И следовало мне думать, не когда мы расстанемся с Даней, а как мне разойтись с Робертиной.
О, я вижу, Ты давно ей прискучил. Потерпи следующую главу.
XVII
Зачем, о блаженный, ты пренебрегаешь мною, жалобно мычащей?
Махабхарата. I, 165.
Сейчас, когда я, наконец, движимый скорее усердием, чем вдохновением, приблизился к последней главе про Робертину, я в некоторой оторопи вдруг задал себе вопрос: а зачем, собственно, я о ней писал? Почему я решил начать эту книгу именно с этой скандальной и малоинтересной истории? Того мало — с какой тошнотворной заботой я смаковал все гадостнейшие подробности нашего сожительства! Почему мне было не сказать в двух строках, что «на протяжении последних семи месяцев я вступил в принесшие мне много неприятностей отношения с одной особой», или в этом роде? Я что-то потерял, пока писал, писал увлеченно, помногу, но зачем? Я совершенно утратил цель. В ужасе я смотрю на то, как во все стороны пухнет моя книга, — она стала каким-то литературным аналогом Варечки.
Ах, да, искренне запамятовал: ведь только романа с Робертиной Ты обо мне и не знал — все прочее мы прожили вместе и куда веселей и умней, чем я про это пишу. Но тут же я, столь любящий бытовой анализ, задумываюсь и над тем, почему же я позабыл эту вперед поставленную цель? Что есть роман, как не скрытая жизнь героя, та жизнь, о которой никто ничего не знает?[18] И я увлекся живописанием моей тайной жизни.

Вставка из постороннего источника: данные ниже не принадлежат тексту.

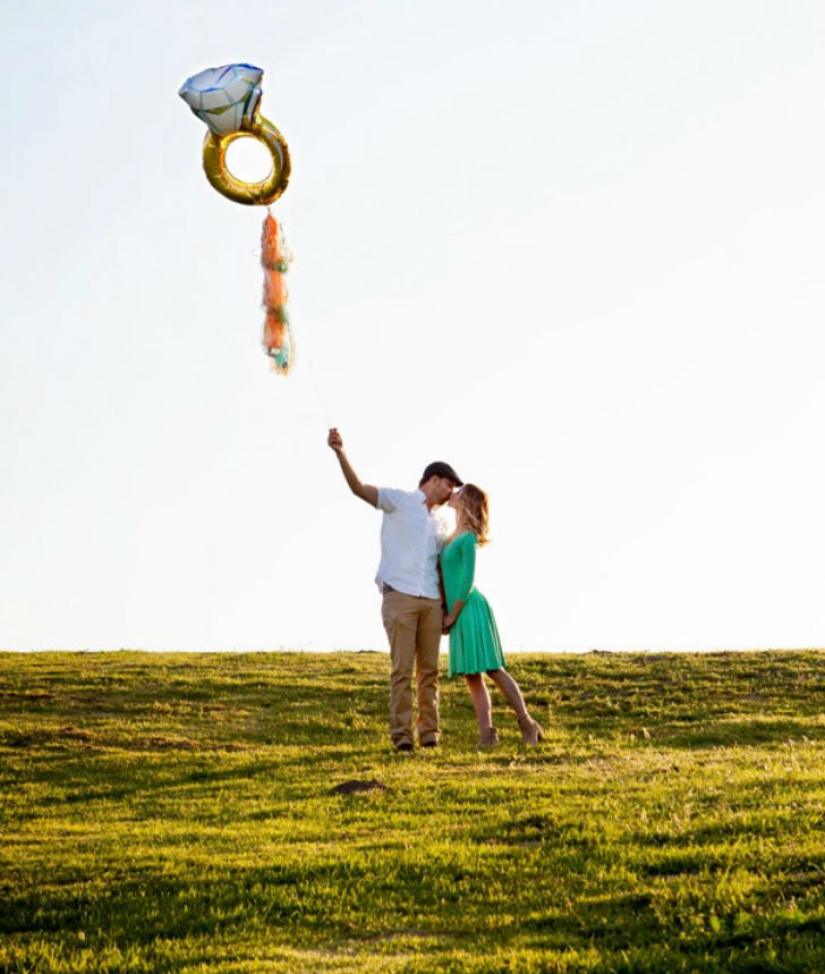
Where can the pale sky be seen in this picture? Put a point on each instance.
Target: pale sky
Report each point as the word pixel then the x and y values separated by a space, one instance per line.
pixel 573 248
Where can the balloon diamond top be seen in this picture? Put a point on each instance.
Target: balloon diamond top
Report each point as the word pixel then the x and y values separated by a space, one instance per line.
pixel 228 100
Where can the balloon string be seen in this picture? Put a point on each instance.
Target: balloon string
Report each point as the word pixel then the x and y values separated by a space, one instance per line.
pixel 316 388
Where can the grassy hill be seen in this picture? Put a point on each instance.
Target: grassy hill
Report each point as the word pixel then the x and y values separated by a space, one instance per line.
pixel 245 813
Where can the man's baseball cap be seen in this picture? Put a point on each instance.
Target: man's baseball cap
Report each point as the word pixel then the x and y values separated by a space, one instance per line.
pixel 441 469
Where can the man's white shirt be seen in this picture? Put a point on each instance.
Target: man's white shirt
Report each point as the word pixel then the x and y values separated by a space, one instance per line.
pixel 411 538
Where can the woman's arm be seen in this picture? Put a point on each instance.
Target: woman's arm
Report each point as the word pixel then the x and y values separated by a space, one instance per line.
pixel 468 570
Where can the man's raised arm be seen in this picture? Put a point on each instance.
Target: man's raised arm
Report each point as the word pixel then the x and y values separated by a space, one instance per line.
pixel 366 492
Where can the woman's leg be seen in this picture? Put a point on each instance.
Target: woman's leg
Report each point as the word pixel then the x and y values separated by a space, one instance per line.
pixel 511 691
pixel 480 696
pixel 530 729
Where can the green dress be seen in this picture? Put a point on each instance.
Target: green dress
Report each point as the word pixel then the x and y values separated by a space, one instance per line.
pixel 474 641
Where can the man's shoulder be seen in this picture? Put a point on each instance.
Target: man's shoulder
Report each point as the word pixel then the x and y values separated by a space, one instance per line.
pixel 391 498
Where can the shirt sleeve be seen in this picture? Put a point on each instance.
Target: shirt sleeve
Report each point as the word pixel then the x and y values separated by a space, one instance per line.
pixel 388 499
pixel 468 566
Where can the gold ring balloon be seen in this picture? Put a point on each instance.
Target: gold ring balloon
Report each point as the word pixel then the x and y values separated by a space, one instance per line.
pixel 227 99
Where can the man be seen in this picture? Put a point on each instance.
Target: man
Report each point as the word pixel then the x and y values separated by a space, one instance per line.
pixel 408 578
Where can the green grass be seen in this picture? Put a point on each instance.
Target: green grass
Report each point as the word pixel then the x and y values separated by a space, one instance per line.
pixel 184 813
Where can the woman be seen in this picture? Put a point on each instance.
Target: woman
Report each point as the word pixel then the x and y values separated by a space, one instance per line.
pixel 475 647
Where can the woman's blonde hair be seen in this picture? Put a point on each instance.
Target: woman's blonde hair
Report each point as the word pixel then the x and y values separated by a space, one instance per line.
pixel 475 509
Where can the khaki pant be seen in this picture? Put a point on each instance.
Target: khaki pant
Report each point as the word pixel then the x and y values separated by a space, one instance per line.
pixel 413 627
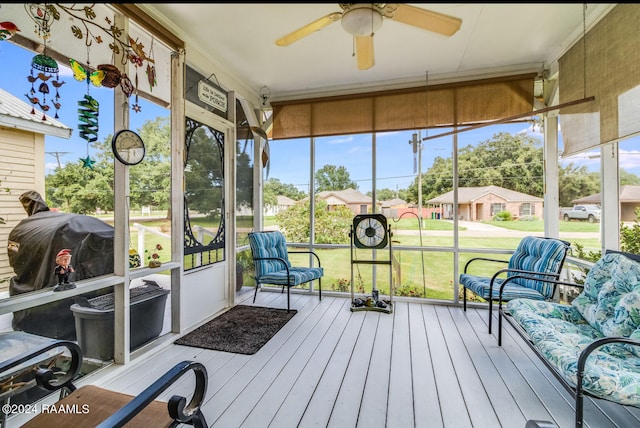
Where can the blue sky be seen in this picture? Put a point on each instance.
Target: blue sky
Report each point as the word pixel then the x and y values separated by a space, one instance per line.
pixel 289 159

Как ни искренни были мы тогда друг с другом, я и Ты, скрытого и тайного оставалось больше. Я отчетливо хорошо помню те дни. Кое-что я записывал в дневник, и эти записки помогают восстановить ход событий и припомнить тогдашние переживания. И как же грустно и забавно видеть сейчас, что все было иначе. Я не знаю, понятно ли я говорю, но я вот о чем: я о том, что ведь все вы — и адресат, и герои, тогда, еще не так долго назад, были в убежденном мнении, что видите мир истинным, не искаженным, что я вернулся к Марине по любви (так думала она), Даня мнил, что привязался к юродивому ученому, Робертина жила в счастье первой любви и полагала его вечным, когда от него потянуло мертвечиной. Ободовская всыпала в нос «гербалайф» и рассчитывала в скором времени избавиться от этой приятной, но разорительной привычки, как ее приятель Джордж; Варя, выросши из своего гардероба, почитала, что с понедельника похудеет. А все это было не так, и я видел, что не так, но ломал дурака.
Я настаиваю, что не стал умнее с той поры. Я утверждаю письменно, что то, что вижу я сейчас, по прошествии времени, было отчетливо видно мне уже тогда. Иной задал бы вопрос, отчего же я тогда не порушил в завязи эту лживую жизнь, почему я не попробовал с теми же людьми, людьми достойными и умными, сочинить жизнь по новому, по новейшему образцу? А с чего это Ты взял, что мне это нужно? Не нужно мне совсем. Я прекрасно жил. И вообще, я не искатель истины. И сейчас меня слушать не надо: как все умные люди я начинаю пускать пузыри, коснувшись онтологических вопросов бытия. Лучше всего я выгляжу в салонном трёпе, каким и является эта книга. Не домогайся, зачем я пишу. Твоя задача меня не бесить. Мoй роман. Что хочу, то и делаю.